Augmented Lagrangian

4.3k Views Asked by At

Consider the following equality constraint minimization problem:

minimize $\text{ }f(x)$

subject to $Ax=b$

Its Lagrangian is then:

$L(x,y) = f(x) + y^T(Ax-b)$

We can use then gradient ascent to solve this problem though it is said that it works with lots of strong assumptions.

Its Augmented Lagrangian is defined as:

$L(x,y)_{\rho} = f(x) + y^T(Ax-b) + \frac{\rho}{2} \|Ax-b \|^2_2$

Then we can use this in the method of multipliers (Hestenes, Powell 1969). It is said that this method is designed to robustify dual ascent.

Could anyone explain to me the intuition behind Augmented Lagrangian? As far as I can see we are combining penalty function method with Lagrange multiplier. But how does this bring robustness?

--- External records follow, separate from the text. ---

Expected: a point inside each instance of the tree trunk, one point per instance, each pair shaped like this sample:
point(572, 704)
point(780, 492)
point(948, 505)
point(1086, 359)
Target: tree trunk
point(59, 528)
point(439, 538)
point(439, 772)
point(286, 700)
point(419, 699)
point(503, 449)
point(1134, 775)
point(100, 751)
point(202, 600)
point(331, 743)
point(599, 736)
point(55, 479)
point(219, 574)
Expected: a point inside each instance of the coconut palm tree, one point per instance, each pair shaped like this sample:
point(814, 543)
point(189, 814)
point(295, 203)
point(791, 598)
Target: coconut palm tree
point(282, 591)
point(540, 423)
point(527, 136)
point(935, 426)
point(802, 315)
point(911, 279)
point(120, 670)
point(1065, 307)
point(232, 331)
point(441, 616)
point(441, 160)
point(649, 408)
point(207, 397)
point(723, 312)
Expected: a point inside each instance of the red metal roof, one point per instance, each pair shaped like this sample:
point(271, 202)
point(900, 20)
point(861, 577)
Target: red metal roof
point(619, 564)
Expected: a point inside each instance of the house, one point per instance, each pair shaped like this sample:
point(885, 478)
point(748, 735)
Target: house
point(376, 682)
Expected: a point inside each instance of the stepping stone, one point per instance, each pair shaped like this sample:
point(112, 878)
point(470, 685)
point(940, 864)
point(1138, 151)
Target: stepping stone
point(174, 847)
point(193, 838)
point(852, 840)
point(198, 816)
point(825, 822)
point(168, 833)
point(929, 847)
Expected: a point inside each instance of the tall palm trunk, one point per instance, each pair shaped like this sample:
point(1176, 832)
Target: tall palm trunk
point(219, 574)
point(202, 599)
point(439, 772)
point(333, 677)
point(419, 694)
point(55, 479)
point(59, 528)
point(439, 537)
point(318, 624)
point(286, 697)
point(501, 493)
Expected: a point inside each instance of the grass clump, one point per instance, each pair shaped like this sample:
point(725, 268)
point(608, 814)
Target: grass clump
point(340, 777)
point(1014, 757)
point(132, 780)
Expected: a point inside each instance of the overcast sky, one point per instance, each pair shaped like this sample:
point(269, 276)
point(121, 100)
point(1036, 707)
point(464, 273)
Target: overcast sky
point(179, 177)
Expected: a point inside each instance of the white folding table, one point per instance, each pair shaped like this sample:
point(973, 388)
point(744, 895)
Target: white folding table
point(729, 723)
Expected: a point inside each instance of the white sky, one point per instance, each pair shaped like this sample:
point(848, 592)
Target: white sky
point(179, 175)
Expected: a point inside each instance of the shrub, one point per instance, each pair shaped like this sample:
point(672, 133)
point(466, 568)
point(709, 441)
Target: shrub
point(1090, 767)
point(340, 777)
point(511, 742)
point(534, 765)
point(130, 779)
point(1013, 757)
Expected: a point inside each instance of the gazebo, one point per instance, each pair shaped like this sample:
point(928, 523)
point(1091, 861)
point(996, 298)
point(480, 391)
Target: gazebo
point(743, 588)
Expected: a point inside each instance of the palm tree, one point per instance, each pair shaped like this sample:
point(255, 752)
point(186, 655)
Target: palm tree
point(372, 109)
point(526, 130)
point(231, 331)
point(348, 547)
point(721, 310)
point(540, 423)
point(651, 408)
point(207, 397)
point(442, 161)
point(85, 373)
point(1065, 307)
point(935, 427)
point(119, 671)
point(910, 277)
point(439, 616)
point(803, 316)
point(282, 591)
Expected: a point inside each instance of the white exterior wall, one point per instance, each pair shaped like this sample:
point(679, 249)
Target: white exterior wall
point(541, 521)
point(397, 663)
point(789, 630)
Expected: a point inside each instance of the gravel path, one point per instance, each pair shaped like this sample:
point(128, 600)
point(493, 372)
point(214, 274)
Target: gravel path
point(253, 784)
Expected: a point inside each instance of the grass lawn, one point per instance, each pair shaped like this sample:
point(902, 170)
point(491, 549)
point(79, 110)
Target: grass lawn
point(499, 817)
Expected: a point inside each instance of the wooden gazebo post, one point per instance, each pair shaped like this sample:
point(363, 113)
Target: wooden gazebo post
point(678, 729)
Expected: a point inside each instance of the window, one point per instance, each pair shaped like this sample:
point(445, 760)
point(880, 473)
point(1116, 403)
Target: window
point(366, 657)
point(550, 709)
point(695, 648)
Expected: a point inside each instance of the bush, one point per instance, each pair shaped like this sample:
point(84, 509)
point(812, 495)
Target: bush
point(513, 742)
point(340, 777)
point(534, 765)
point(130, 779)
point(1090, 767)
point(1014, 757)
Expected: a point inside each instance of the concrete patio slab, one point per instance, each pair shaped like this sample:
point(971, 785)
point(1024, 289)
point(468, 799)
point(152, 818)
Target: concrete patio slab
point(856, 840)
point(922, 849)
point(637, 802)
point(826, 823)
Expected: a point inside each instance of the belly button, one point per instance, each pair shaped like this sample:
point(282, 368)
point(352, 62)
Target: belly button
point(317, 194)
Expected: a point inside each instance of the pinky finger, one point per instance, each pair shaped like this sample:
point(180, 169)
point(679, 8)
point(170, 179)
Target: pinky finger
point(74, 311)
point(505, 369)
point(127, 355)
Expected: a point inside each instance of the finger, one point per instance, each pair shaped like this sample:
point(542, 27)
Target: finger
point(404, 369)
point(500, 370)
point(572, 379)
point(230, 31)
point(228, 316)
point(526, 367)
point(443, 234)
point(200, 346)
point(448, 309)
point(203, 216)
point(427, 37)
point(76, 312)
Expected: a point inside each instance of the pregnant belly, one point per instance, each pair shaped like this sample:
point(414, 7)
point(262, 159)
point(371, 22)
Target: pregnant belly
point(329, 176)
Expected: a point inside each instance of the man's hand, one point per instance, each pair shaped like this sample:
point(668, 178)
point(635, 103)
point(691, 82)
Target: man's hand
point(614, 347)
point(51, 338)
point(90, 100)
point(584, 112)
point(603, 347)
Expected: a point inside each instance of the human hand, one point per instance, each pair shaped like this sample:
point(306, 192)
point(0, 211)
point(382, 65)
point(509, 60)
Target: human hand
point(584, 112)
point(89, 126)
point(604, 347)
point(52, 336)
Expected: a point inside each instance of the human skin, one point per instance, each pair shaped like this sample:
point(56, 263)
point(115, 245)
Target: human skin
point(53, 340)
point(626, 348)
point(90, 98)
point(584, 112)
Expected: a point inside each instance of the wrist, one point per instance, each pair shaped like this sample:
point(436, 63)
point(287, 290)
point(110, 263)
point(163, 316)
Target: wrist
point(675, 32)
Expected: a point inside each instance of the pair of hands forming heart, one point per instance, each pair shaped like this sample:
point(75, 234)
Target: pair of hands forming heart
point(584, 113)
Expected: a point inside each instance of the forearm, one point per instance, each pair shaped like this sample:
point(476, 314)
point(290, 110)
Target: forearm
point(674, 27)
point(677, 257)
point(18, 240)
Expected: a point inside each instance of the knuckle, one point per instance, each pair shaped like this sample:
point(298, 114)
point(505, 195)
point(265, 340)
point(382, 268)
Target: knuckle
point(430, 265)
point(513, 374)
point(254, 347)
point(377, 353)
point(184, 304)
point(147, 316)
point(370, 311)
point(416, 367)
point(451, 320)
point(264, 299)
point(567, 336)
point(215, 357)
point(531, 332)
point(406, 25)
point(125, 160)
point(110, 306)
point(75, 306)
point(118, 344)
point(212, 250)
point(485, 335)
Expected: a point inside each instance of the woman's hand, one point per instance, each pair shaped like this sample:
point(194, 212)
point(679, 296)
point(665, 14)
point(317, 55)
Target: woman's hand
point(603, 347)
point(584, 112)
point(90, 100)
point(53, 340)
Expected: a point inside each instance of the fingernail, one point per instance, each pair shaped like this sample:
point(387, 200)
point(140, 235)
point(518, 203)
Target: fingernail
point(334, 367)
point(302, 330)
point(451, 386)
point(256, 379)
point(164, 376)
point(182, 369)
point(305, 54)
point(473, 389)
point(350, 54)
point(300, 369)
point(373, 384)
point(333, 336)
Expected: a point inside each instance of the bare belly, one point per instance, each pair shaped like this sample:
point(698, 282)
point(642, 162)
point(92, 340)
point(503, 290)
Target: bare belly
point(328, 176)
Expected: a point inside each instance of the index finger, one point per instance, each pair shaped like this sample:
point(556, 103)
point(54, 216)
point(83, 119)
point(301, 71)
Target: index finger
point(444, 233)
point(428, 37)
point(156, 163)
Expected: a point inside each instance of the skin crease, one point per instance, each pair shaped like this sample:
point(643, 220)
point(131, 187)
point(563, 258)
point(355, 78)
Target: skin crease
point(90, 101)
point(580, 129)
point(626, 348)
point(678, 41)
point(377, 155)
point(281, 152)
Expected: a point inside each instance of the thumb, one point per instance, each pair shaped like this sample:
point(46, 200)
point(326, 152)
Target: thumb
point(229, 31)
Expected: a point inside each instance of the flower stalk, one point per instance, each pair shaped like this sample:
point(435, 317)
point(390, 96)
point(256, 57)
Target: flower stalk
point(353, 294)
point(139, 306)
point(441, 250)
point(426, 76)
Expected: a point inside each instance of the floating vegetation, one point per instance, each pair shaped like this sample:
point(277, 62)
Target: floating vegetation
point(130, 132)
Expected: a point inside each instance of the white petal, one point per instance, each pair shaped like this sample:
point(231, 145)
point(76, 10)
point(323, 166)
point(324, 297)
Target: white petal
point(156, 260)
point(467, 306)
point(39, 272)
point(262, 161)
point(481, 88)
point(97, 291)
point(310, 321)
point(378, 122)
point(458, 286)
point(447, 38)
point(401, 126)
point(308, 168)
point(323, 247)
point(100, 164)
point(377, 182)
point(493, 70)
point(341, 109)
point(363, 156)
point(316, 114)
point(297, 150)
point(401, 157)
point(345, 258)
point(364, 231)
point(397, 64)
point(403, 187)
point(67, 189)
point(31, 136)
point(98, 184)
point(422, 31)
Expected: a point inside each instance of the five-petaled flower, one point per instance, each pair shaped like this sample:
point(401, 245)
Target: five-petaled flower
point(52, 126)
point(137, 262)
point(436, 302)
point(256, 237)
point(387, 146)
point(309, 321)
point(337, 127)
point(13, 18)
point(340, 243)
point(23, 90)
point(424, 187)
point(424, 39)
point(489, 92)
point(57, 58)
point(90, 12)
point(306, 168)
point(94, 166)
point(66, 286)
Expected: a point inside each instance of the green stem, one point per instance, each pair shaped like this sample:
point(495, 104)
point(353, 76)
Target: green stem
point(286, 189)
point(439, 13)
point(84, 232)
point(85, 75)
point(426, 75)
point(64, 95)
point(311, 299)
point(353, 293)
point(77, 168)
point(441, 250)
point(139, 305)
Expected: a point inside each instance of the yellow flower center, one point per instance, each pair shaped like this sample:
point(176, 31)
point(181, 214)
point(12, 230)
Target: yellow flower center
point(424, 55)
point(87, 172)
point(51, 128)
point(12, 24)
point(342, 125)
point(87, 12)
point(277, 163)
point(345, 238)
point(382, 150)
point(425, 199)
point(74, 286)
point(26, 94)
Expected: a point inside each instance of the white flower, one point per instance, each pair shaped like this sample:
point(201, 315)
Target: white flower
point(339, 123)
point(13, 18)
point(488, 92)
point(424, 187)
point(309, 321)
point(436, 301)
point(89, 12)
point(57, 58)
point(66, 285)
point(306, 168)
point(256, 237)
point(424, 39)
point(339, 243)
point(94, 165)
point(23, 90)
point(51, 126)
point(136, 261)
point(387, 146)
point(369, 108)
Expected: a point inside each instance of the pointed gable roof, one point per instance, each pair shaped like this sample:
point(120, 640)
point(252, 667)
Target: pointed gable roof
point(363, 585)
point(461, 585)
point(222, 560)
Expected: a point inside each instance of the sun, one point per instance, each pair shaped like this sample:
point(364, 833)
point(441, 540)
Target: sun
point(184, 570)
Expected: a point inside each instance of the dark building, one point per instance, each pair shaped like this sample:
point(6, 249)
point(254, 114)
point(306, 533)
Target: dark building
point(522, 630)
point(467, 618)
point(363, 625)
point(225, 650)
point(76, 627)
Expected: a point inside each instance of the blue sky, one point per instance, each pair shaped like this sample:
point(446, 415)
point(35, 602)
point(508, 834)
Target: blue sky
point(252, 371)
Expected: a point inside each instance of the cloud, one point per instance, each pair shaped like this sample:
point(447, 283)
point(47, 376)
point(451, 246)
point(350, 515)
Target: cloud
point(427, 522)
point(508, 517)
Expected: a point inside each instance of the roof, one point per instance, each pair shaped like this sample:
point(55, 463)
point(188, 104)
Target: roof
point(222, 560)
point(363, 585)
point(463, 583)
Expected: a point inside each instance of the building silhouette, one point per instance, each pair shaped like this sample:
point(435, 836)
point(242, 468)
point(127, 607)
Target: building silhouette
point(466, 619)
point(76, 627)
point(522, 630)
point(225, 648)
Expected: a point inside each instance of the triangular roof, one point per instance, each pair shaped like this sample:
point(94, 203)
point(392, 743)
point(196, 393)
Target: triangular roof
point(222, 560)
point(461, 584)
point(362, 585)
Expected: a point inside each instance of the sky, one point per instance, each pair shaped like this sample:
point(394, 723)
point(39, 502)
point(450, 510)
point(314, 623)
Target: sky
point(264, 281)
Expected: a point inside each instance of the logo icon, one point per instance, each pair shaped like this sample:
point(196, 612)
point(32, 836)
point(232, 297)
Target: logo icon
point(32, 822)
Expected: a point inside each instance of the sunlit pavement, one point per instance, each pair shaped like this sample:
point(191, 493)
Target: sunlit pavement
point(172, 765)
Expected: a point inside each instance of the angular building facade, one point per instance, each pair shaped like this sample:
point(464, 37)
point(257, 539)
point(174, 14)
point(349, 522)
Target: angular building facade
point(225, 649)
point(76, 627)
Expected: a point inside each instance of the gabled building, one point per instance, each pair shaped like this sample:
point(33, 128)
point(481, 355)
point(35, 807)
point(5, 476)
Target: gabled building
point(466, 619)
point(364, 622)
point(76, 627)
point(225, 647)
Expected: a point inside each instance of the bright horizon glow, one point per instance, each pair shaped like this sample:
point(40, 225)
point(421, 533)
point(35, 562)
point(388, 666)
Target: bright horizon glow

P.S. Boyd says that The benefit of including the penalty term is that $g_p$ (dual function associated to the Augmented Lagrangian) can be shown to be differentiable under rather mild conditions on the original problem.

How does adding extra term help to make the construction "more differentiable"? Or he refers to the fact that, say, when we deal with the L1 or nuclear norms, this extra term allows us to introduce proximal operator?

3

There are 3 best solutions below

7
On BEST ANSWER

I'll assume $f$ is convex. (I should probably also assume $f$ is closed and proper.)

As you said, the Lagrangian is $L(x,y) = f(x) + \langle y, Ax - b \rangle$. The dual function is \begin{align*} g(y) &= \inf_x \, L(x,y) \\ &= \inf_x \, f(x) - \langle -A^Ty, x \rangle - \langle y, b \rangle \\ &= - \sup_x \, \langle -A^Ty, x \rangle - f(x) + \langle y, b \rangle \\ &= - f^*(-A^T y) - \langle y, b \rangle. \end{align*} Here $f^*$ is the convex conjugate of $f$.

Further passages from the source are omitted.